Merci pour ces liens, en particulier l’article d’Annette Wiewiorka. Je ne pense pas que cela infirme ce que j’ai dit. Le film de PMO traite de l’emprise technique sur le monde — par le biais singulièrement des nouvelles technologies et des puces RFID. En citant le livre de Black, ils gâchent eux aussi leur sujet.
Car c’est un problème qu’une multinationale comme IBM — ou une partie de ses cadres — ait eu des sympathies pour le régime nazi (elle ne fut pas la seule, son cas est même tristement banal), ce que semblent établir les documents retrouvés par les syndicalistes ; c’en est un autre que d’affirmer que les technologies qu’ils développaient ont une responsabilité directe dans la mise en place de la Shoah. Car c’est bien de cela qu’il s’agit : le rôle de la technique dans l’édification d’un monde totalitaire. Et singulièrement les techniques de traitement automatisé de l’information. S’autoriser des travaux de Black pour l’affirmer, c’est faire un sérieux amalgame. Or je pense que pour être crédible, il faut scrupuleusement respecter la vérité historique. L’amalgame est nuisible car il peut amener à faire douter de toute la thèse elle-même. C’est un fruit pourri dans le panier qui risque de compromettre toute la récolte. Et il est inutile, car l’ensemble du dossier est déjà suffisamment chargé.

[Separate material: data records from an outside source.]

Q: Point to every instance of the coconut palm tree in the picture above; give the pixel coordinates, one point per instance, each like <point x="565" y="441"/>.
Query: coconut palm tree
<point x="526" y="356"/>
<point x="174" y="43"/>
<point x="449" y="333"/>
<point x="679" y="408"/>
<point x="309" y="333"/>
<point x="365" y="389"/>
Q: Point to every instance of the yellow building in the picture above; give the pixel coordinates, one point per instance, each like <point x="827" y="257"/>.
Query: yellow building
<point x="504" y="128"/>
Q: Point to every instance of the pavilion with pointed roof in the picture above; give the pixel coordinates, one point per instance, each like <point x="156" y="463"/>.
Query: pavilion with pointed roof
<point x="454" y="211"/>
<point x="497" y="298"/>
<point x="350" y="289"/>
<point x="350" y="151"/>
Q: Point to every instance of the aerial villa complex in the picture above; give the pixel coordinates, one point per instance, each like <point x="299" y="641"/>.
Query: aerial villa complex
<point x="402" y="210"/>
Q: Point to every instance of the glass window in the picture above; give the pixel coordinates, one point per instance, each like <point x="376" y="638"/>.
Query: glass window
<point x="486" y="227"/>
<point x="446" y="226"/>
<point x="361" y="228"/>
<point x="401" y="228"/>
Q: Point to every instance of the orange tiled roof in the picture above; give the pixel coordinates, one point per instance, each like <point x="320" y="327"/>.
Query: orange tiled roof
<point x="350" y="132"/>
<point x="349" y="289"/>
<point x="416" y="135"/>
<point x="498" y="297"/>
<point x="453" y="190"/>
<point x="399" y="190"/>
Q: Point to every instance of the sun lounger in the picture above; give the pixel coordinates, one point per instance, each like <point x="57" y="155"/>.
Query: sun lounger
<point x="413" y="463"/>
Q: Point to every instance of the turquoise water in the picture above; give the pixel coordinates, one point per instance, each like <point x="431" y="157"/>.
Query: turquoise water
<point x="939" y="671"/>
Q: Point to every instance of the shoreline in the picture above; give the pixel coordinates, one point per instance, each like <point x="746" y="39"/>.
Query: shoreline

Je me permets de donner une indication supplémentaire. Dans la somme écrite par Raul Hilberg, La destruction des juifs d’Europe, qu’il a mis des dizaines d’années à écrire, il n’y a pas, à ma connaissance une seule occurrence concernant IBM. Pourtant l’enquête est exhaustive — et elle s’attache à montrer les détails du "comment" de l’affaire ; et elle ne ménage pas les firmes qui ont collaboré directement avec les nazis (voir le cas par exemple d’IG Farben). Ce qu’on découvre aussi en lisant Hilberg, c’est qu’hélas, il n’y avait même pas besoin de ça pour établir des listes et organiser les déportations. Exemple de Vienne : « La population juive comptait 51.000 personnes quand les déportations massives commencèrent en 1941. A la mi-octobre 1942, Vienne était pratiquement judenrein : il restait moins de 8000 juifs dans la ville. L’historien note : "La Kultusgemeinde ne cherchait aucun secours. Elle collaborait au contraire avec la Gestapo, et le rabbin Murmelstein ne ménageait pas ses efforts. La Kultusgemeinde conservait un fichier des Juifs viennois, et la Gestapo dressait des listes de déportations." L’historien rapporte en outre qu’il fut demandé aux Juifs de l’aide pour procéder aux arrestations. "Elle s’exécuta, espérant pouvoir garantir une procédure plus humaine."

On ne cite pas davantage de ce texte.